Investigação aponta taxas de insucesso escolar em Fafe

Foto: DR Investigação aponta taxas de insucesso escolar em Fafe
Fafe obteve uma má prestação nos resultados do ‘Atlas da Educação’, uma investigação que mostra diferentes imagens da realidade da educação no nosso país. Estes dados compilam a média dos resultados dos exames nacionais de 9º e 12º ano nos últimos seis anos, de 2009 a 2014, que revelam um agravamento entre concelhos.

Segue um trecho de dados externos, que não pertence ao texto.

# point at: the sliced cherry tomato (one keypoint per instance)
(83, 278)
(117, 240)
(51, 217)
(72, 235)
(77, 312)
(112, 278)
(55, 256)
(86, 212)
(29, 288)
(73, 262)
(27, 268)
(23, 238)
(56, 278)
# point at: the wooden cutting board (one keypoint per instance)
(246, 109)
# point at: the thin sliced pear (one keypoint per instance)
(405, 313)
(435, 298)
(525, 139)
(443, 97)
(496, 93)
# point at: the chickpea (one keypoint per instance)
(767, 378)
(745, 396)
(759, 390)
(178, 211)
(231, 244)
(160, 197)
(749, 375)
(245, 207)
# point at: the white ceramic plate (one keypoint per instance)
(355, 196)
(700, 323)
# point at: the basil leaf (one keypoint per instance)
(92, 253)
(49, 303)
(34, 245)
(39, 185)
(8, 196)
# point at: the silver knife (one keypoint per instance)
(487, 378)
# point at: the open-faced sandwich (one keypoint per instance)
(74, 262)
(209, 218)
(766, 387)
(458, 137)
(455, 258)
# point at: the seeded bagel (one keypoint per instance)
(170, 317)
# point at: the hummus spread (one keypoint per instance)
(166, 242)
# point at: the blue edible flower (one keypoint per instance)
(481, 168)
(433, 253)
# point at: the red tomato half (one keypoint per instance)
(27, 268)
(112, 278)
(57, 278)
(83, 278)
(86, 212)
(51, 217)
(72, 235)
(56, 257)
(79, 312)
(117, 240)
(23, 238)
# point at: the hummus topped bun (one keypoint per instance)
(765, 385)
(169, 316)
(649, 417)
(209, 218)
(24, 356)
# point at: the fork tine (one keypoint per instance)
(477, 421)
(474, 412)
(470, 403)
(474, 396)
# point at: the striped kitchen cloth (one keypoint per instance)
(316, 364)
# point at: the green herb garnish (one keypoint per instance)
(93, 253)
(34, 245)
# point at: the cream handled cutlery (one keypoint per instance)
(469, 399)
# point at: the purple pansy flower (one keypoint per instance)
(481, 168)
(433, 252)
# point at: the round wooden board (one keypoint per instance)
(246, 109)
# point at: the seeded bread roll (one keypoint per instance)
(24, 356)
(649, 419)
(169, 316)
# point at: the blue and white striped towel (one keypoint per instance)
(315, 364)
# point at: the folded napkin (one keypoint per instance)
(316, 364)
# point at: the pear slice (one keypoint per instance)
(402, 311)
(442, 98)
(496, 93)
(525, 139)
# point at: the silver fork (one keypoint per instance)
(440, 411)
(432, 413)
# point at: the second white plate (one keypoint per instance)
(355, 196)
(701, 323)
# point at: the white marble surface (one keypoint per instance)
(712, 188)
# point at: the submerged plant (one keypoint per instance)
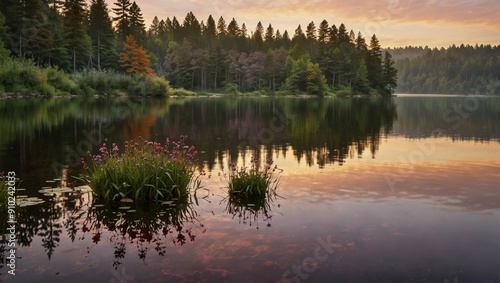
(146, 171)
(253, 181)
(3, 189)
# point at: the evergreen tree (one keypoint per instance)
(134, 58)
(137, 26)
(102, 34)
(4, 52)
(390, 74)
(311, 31)
(269, 37)
(257, 41)
(374, 65)
(323, 32)
(122, 19)
(75, 33)
(360, 82)
(154, 28)
(37, 31)
(221, 28)
(210, 32)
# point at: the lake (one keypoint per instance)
(405, 189)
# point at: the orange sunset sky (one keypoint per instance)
(435, 23)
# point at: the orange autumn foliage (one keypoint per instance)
(134, 58)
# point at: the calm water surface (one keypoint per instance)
(373, 190)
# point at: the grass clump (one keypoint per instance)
(146, 171)
(254, 181)
(3, 190)
(181, 92)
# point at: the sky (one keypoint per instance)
(397, 23)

As médias dos resultados dos exames nacionais do 9º e 12º ano em Fafe obtiveram a classificação, na investigação, de “Mau” e “Em Risco”, respectivamente, e traduzem-se como uma descida de resultados face ao país ou quando os concelhos não conseguem sair dos últimos lugares. Comparado ao distrito de Braga, também se encontra entre os piores resultados, sendo que só a Póvoa de Lanhoso, a nível do 9º ano, obteve, juntamente com Fafe, o resultado “Mau”. Barcelos, Braga e Famalicão lideram os melhores resultados do distrito, com “Bom”, a melhor classificação da investigação. A nível do secundário, Fafe encontra-se “Em risco”, juntamente com Vila Verde. No final da tabela distrital, ficam os municípios de Celorico de Basto, Vizela e Amares, contrariamente a Barcelos e Vieira do Minho, que comandam os bons resultados do Atlas da Educação. A investigação foi feita por uma equipa do Centro Interdisciplinar de Ciências Sociais CICS. Nova, coordenada pelo ex-ministro da Educação David Justino, a pedido da associação Empresários pela Inclusão Social (EPIS). Convidado a pronunciar-se sobre estes resultados, no seu Município, o presidente da Câmara disse te conhecimento do estudo mas que ainda não o tinha aprofundado, frisando que já há muito vem lançando o desafio às escolas para “não se acomodarem e procurarem projectos inovadores e fazerem uma reflexão sobre a posição de cada uma das escolas nos rankings”. Raul Cunha considera que os rankings “valem o que valem” mas que “devem ser um pretexto para a escola poder reunir e pensar qual será a estratégia que tem de aplicar para ir subindo. Mesmo não valendo muito, eu preferia estar sempre nos 50 primeiros do que nos 50 do meio e o que acontece é que Fafe está ali pelo meio, não é nem dos melhores, nem dos piores”, disse. Desafia assim as escolas a “trabalhar a organização e ver como é possível melhorar”, garantindo que “a autarquia está disponível para apoiar projectos inovadores que tenham a ver com o funcionamento real das escolas”. Ainda assim, o edil considera que os responsáveis escolares “estão a fazer esse esforço para procurar ir melhorando o seu desempenho”.